A website is nothing without content. And sometimes the content you start with needs a fair amount of "wrangling" before it is in good shape for the Web. Often this is true even if it was wonderful content before you started, because the Web has its own demands and ways of doing things.

Well-written and well-structured site content can not only convey your message, but educate, motivate and influence visitors who read it.

Good website text catches people's attention and draws it to the things you, as the site owner, want them to know. It explains what your site is about and answers the questions people most often come up with. It is also clear, simple, easy to understand and grammatically correct.

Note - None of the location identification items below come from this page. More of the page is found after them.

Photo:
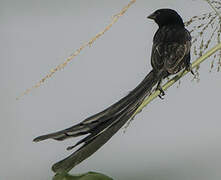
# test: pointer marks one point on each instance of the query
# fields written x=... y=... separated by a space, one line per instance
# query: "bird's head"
x=166 y=17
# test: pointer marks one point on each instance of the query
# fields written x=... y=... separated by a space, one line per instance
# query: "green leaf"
x=87 y=176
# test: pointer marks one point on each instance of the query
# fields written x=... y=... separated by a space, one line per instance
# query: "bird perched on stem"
x=170 y=54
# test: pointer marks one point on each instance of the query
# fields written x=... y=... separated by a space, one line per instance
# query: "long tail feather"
x=101 y=126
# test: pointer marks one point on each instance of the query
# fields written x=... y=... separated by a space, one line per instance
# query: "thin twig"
x=217 y=12
x=77 y=52
x=177 y=77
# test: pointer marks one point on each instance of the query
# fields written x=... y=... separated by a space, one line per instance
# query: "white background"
x=177 y=138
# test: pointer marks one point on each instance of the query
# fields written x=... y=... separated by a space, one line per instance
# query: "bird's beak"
x=152 y=16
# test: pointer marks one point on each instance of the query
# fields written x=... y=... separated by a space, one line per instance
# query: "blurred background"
x=175 y=138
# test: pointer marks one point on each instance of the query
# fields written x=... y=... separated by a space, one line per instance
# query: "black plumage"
x=170 y=54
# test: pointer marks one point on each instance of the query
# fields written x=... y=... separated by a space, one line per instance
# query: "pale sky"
x=175 y=138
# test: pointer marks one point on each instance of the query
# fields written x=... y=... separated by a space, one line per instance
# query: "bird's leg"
x=162 y=93
x=189 y=68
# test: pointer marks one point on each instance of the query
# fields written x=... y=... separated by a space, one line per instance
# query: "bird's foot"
x=162 y=93
x=189 y=68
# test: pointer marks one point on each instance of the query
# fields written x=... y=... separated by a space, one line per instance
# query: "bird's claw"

It presents things in a logical order and directs people to where they can find more information.

Good visual content includes logos, appropriate photos, visual layout, site themes and custom text styles. These graphic "signals" direct the visitor's eye, and provide structure and direction to the text. They also make the site visually appealing and give it a distinctive look.

Content wrangling also includes such things as organizing all the information into pages and blocks, deciding what goes where on the site, and knowing how to set things up so they are easy to use (for instance, putting the answers to the most common questions at the top of the page).

On the text side of things, it includes editing and writing as necessary to fill gaps, or to re-purpose text written for a non-Web context.

One of my favorite examples of editing is an article I once received that started out:

Aquaculture -- the cultivation of fish, invertebrates and plants in an aqueous environment -- is not new to the United States.

This sentence lands with a thud.

It was supposed to be the beginning of an article on how backyard gardeners could start their own small fish pond. But the tone is all wrong for this audience, and it's awkward and wordy. This isn't going to draw people in to read the article, get them enthusiastic about starting a fish pond, or tell them how to go about it. On the Web, where people tend to skim rather than read text thoroughly, just this sentence will probably cause people to skip the whole thing.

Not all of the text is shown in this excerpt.